Thousands of medieval Islamic tombs found in galactic pattern

 
Ethiopians, who fled the ongoing fighting in Tigray region, carry their belongings after crossing the Setit River on the Sudan-Ethiopia border, in the eastern Kassala state, Sudan December 16, 2020.
(photo credit: MOHAMED NURELDIN ABDALLAH/REUTERS)

The tombs in eastern Sudan were spaced out in a way that the researchers could not easily interpret, until they found a model for studying patterns of stars and galaxies.
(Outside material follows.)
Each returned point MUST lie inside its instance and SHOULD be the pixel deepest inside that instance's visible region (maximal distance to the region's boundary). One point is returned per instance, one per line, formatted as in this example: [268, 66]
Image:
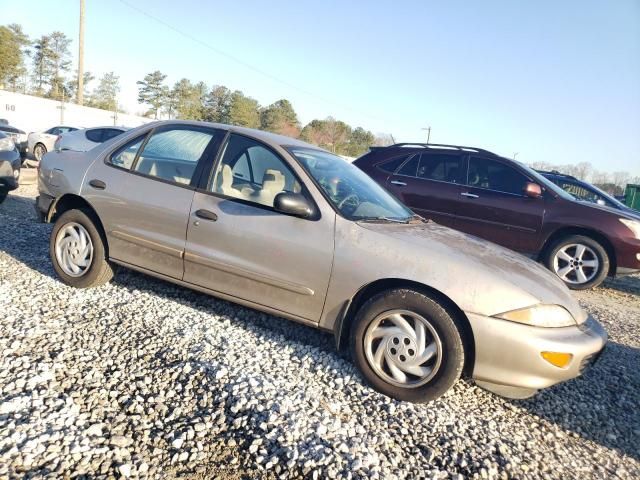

Thousands of Islamic tombs from the medieval era were found in Kassala, in eastern Sudan by an archeological team. The findings were published on Wednesday. 
As an introduction, the researchers explain that Sudan is a gold mine for archeologists as it is filled with countless funerary monumental manifestations of Nile Valley and its historical civilization.
Though we don’t know a lot about funerary practice in that area,  we do know that the monuments found can be ascribed to different periods and cultures. 
Qubbas is the name of funerary monuments related to medieval Islam whose origins and architectural style have been somewhat debated. 
In an interview with Live Science, Stefano Costanzo, a doctoral student in archaeology at the University of Naples L'Orientale in Italy and lead author of the journal article said that at first it would seem as if the tombs arrangement was just a result of the surrounding environment. 
But the archeologists sensed that there is some spatial pattern between the tombs. 
The team mapped out the the funerary monuments but had trouble interpreting it because some of the monuments had already been excavated. 
They began to search for statistical modeling techniques that may help them detect the pattern and came upon a method called the Neymann Scott Cluster (NSC) process, originally developed to study spatial patterns of stars and galaxies.
This technique revealed that the six visible tombs had additional sub-clusters of monuments nested within the tombs.
These galaxy-like clusters were then referred to as ‘parent’ and offspring tombs. 
 
The researchers noticed that the sub-cluster tombs revolved around the ‘parent’ tombs regardless of their chronology and shape and this allowed them to form their hypothesis about the role of the tombs. 
The researchers then started to research the groups that were inhabiting the area since the late 1st millennium BCE and found that the clusters most likely were related to the Beja people and could possibly be tribal or family cemeteries
The study found that the parent tombs were placed in environmentally opportunistic areas and  that the qubbas will more likely be spread “along foothills flat area with higher availability of raw material.”
Further research is needed to determine the exact locations of the parent tombs within the formations and who were the people buried in them.